Escucho por la tele los sesudos análisis de tertulianos sobre la posible vuelta o no de Puigdemont. Si sale elegido eurodiputado y – según él y su equipo jurídico – obtiene la inmunidad, asegura que volverá. No es la primera vez que lo promete y la verdad, no importa.

El expresident, como dijo una vez Berlusconi de Zapatero en rueda de prensa, se encuentra tocado por la mano de un santo, “como en estado de gracia“. Poco importa que prometa ahora para desdecirse después. Poco importa que de las reuniones previas a la declaración de independencia, trascendiera a prensa su deseo de no acabar convirtiéndose en lo que a todas luces ha acabado siendo: el presidente de la república imaginaria de Freedonia de los hermanos Marx. Poco importa que ni él ni sus consejeros moviera un dedo para materializar la república prometida, lo que en definitiva iguala a Santi Vila con el resto del personal. Poco importa, digo, porque por lo visto y a pesar de todo, el votante que le votó parece que lo apoya igual.

Hay una cosa que define a Puigdemont y es que, siempre que encuentra una parada en el camino o la oportunidad de desviarse, huye hacia adelante. Cuando parece que no hay más carretera, Puigdemont sigue circulando, siempre en línea recta y a toda velocidad. Hay quien dice que la carretera se terminó el 30 de octubre de 2017 y desde entonces Puigdemont ha estado tanto tiempo conduciendo en el aire que ha alcanzado el don de la ingravidez. 

En cambio, todos los demás se toparon en plena conducción con la policía y tuvieron que frenar. Por la silla de los testigos y el banquillo de los acusados, esta semana han pasado desde empresarios a personal encargado de difusión publicitaria de la Generalitat. Gente que apoyó a Puigdemont pero también gente que, como el major Trapero, llegó a preparar la detención de Puigdemont.

Decía un viejo chiste soviético que tres tipos se acercan a una hoguera en el Gulag.
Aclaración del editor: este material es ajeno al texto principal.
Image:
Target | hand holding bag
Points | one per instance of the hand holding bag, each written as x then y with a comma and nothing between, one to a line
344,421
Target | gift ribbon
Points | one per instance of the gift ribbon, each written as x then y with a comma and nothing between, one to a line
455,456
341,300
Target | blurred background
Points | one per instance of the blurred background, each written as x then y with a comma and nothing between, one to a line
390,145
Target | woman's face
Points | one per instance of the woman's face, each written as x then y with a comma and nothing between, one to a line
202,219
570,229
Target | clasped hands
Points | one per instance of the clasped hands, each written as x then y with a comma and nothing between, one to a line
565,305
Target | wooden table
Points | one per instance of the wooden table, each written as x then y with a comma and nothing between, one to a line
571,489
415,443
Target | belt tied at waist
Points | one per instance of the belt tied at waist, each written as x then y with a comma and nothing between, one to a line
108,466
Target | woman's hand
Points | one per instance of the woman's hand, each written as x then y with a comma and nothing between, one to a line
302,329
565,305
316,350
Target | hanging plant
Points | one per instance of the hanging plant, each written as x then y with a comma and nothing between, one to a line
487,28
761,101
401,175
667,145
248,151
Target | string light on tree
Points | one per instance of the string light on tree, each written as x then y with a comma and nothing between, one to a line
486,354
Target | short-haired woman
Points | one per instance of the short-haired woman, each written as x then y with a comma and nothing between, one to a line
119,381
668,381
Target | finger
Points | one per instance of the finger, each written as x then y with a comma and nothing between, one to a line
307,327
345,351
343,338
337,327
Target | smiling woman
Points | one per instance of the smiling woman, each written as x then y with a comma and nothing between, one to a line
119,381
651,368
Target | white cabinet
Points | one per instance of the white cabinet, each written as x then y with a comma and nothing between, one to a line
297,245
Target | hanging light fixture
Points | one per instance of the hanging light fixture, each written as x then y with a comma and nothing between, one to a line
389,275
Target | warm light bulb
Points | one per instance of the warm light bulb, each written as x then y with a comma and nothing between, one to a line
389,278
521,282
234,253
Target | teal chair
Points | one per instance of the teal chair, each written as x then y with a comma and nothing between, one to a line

Uno de ellos le pregunta al otro, “oye, y tú cómo has acabado aquí”, a lo que éste le contesta, “¿Yo? Por defender a Popov”. Se gira hacia el de enfrente y le pregunta “oye, y tú, ¿por qué estás aquí?”, y el otro contesta, “¿Yo? Por criticar a Popov.” Entonces ambos se giran hacia el tercero y le dicen “¿Y tú?” “¿Yo? Yo soy Popov.” Mientas tanto, al mando del volante, en línea recta y sin tocar tierra, sigue conduciendo Popov.